Fear of judgment and failure immobilize my tongue. My voice, normally strong and unwavering, falls prey to these fears. What if I’m wrong and someone challenges me? What if the person who I esteem finds fault in what I have to say. Or worse, thinks me inadequate and incapable of competent coherent thoughts? What of this?

Yet, I must say that my biggest enemy is ignorance. It chokes me. Slithering its sly smug hands over my mouth and laughing at my inability to refute what I do not know.  Lack of knowledge, simply being uninformed always kills my voice. Because how can I rebut an argument I know nothing about? Instead, I find myself silently embarrassed and quizzically nodding approval of a subject I desperately wished I knew anything about.

I urge you to find strength in your own voice.
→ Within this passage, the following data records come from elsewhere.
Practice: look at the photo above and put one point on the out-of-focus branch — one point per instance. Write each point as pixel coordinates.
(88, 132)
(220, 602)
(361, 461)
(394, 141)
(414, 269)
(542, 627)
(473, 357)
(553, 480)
Listen to it. Challenge it. Encourage it. Introduce it to new voices, parallel voices, or opposing voices. Love your voice. Never be ashamed of it. Don’t allow anyone to stop the growth of your voice. Additionally, if someone puts you down for a minor or inconsequential mistake or belittles you and makes you feel inadequate, unworthy or invaluable in any way then they are not someone you want to esteem. That last thought is often extremely difficult to embrace, because, unfortunately, that belittling person is sometimes a loved one. Nonetheless, we must not be muted. Instead, we must sing.